# Common fish food brands--flake food



## t2000kw (Jul 29, 2006)

I was wondering if there was any scientific data on the quality of the common brands of flake fish foods (and perhaps others, like crumbles, etc.) available to the average aquarium owner?

I do realize that location might play a part--does the food sit in a hot warehouse before it gets stocked in the cooler store? For example, I picture Tetra Min flake food sold at Wal Mart sitting around in hot conditions longer than for a regular aquarium fish store, though the price seems to be considerably lower.

Anyway, the fish foods that I have access to locally or in a nearby city 1 hour away are these:

Omega One
Hikari
Tetra Min
Wardley's

My opinion is that they are listed above in the order of quality except perhaps Hikari vs. Omega One, where I find the Omega One price lower but the quality at least (if not better) than Hikari. 

The problem is that his is subjective. I look for a rancid or fresh odor coming from the container, how readily the fish go after the food, etc., as an indicator, and this is not a scientific method of determining food quality. 

I recently was faced with an hour trip (each way, two hours total) to Columbus to get some of the "better" stuff and ended up buying Tetra Min flake food locally to save the trip. I was surprised at how fresh it smelled. I deliberately did not buy it at Wal Mart and instead bought it at a local pet shop that has a bank of aquariums but is not as popular as Petland. I also paid a couple dollars more there, but I thought that it was probably fresher than that from Wal Mart.

Is this latter part sound reasoning, or does Wal Mart quickly put their fish food on the shelves when considering that it gets to the store via distribution centers across the nation?

Would I do just as well to buy the cheaper Tetra Min at Wal Mart and save the money?

Opinions are welcome, but I'll seriously consider facts.

And I'm not looking to bash Wal Mart here. While I don't think I'd buy fish from a place where the sale of fish is not a real priority, they do have perhaps the best guarantee around: 90 days on their fish.


----------



## crash_kt (Aug 8, 2007)

If im right Wal-mart seals there tetra food but thats were i live it might be differnt there.


----------



## eklikewhoa (Jul 24, 2006)

I only feed my fish NewLifeSpectrum.


----------



## elaphe (Aug 24, 2006)

I feed New Life Spectrum Small Fish Formula for the staple. For supplements I feed Ocean Nutrition Freshwater Community Formula flakes and Cyclops-ezze flakes.

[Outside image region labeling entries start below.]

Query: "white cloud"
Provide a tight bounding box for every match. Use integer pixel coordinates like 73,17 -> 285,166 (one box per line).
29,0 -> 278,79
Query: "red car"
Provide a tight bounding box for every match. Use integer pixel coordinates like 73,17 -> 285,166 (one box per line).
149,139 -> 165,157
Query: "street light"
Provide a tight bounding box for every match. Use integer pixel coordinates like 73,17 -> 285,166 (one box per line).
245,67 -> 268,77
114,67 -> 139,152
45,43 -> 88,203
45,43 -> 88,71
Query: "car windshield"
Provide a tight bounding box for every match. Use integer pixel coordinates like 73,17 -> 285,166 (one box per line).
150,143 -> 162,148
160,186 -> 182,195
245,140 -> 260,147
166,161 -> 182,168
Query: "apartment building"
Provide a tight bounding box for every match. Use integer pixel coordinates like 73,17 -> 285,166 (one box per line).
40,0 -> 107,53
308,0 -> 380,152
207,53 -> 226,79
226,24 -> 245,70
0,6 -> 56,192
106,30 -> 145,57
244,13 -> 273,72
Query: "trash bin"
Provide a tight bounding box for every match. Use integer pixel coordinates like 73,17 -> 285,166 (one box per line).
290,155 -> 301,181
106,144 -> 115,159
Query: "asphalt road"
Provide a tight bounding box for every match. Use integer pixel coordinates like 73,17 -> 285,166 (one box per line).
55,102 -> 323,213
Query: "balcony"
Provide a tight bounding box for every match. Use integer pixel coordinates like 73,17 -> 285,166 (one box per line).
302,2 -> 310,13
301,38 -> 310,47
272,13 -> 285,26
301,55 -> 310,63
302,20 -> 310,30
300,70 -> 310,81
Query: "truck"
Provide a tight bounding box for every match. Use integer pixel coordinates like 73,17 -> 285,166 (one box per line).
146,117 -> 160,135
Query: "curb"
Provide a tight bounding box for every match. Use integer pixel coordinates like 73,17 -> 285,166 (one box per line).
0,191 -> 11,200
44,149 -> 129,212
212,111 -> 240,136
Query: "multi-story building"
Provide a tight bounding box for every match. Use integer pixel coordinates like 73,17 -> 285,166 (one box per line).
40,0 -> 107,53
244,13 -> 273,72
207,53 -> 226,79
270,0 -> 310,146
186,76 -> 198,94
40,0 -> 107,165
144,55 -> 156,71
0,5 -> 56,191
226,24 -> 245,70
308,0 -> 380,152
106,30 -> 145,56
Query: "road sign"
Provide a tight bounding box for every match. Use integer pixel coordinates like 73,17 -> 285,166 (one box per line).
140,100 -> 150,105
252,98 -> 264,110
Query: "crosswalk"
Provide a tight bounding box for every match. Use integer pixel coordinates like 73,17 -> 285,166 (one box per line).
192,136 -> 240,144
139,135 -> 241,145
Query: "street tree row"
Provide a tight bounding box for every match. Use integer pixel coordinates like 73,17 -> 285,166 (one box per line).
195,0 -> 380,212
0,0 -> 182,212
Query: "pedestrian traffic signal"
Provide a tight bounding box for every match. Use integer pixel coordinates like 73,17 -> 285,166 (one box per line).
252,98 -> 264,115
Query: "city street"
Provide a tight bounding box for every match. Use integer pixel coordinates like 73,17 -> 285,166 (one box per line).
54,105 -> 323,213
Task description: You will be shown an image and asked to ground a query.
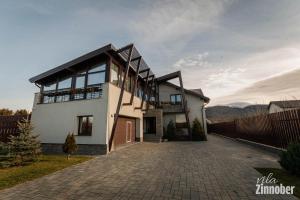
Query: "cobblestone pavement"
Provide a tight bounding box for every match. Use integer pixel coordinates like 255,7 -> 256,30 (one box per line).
0,136 -> 296,200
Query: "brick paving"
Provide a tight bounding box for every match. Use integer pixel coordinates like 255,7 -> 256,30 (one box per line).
0,136 -> 296,200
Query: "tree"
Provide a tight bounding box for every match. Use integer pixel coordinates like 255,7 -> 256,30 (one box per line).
279,143 -> 300,176
14,109 -> 29,115
8,120 -> 41,165
63,133 -> 78,160
192,117 -> 207,141
0,108 -> 14,115
167,120 -> 176,140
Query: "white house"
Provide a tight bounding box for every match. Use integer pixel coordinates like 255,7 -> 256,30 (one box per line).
30,44 -> 209,154
269,100 -> 300,113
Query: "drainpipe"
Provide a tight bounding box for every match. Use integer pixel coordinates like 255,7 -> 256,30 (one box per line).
201,103 -> 207,135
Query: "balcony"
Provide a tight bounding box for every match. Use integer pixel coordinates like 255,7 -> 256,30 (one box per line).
158,101 -> 184,113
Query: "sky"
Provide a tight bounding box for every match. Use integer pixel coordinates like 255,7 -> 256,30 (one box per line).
0,0 -> 300,109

I tried the ADA foods. My fish would eat them just fine, but they lost almost all their color. The NLS really brings out the colors and the Cyclops-ezze flakes really bring out the reds. If it wasn't so "rich", I would feed this for the staple. They recommend only 20% of the diet be this food.

I always order mine on-line. You can get anything you want for a fraction of the LFS price (including shipping).

Brian


----------



## Terra Incognita (Jun 12, 2007)

I usually only feed Hikari and NLS products, and my Walmart just recently started stocking both. Whenever I go to walmart, I always notice there's new fish food for sale. Their livestock selection, as expected, is deplorable, but I think for the most part, their supplys are up to par, atleast their food. If I go in on Monday, and the shelves are full of food, I come back (for example, of course) Wensday, and there's some gone.. on Thursday, it's full again.

So I think for the most part, you're getting as fresh as you would at an aquarium store, for much cheaper. Hikari Bio-Gold+ at my LFS is $8 for the size I buy, and $4 at Walmart. It's 50% cheaper, and I kind of imagine it comes from the same stock.


----------



## rs79 (Dec 7, 2004)

They're nearly all soy and fish don't eat a lot of soy in the wild. There's a few people that there's problems with soy.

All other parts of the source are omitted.